London based typographic designer Dalton Maag has set up an exciting new font for Nokia that works globally and across any language. ‘Nokia Pure’ is part of the rebranding process of the Finnish company that amassed more than $48 billion in revenue in 2011. Despite this, due to the vast competition in what has become the world of the smartphone, Nokia’s market shares have in fact diminished. Therefore, this unique selling point is seen as the breakthrough needed to retain Nokia’s place as a market leader within global communications.
The multinational font incorporates the alphabets of various languages, including Latin, Greek, Cyrillic, Devanagari, Arabic, Hebrew, and Thai. The use of Latin, the cornerstone of many languages, seemed the natural starting point for Dalton Maag. “This is the most widely used script natively, by about 2 billion people globally. It sets the tone for the visual expression and functionality,” Maag explains when talking to Fast Co. Design.
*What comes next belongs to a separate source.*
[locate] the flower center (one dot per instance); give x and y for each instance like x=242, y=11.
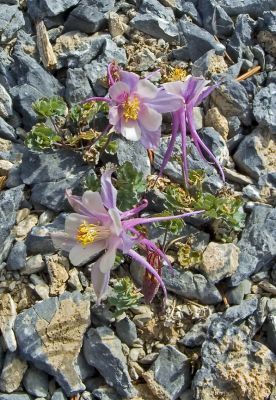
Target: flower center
x=131, y=108
x=89, y=233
Using different calligraphic styles, each font is intended to reflect the cultural history of the language depicted. As pointed out by Daalton Maag via designtaxi, the new font programme had to mirror the trademarks of Finnish design: “simplicity, clarity, functionality and beauty of form—in short, Pure”.
To begin with, the development of a user interface (UI) font group made up of Light, Regular,
and Bold weights paved the way for the designers, fonts that are now called Nokia Pure Text. In the same vein, the display font group consists of Light, Regular, and Bold just as the Text fonts do, however, the display font also embodies Thin and ExtraBold weights. While Nokia Pure was initially designed to be legible on mobile devices and digital screens, the option for print across all of Nokia’s communications will also be available.
Research into the construction of letters and the art-form of calligraphy helped the designers to devise the scripts. While it is certainly aesthetically pleasing, the font is mainly intended to ensure the reader is able to process the content in a simplistic way.
The typeface was first launched at the “Nokia Pure Exhibition” and has already won the prestigious award that is the graphics category of this year’s UK Design Museum Design Awards. Nokia Pure also became part of the Designs of the Year 2012 exhibition which ran from 8 February to 4 July 2012.
Focusing on the curvature of the individual alphabet letters of several global languages this new
rebranding initiative allows a distinct platform for multinational communications taking Nokia into the next generation of the mobile phone era.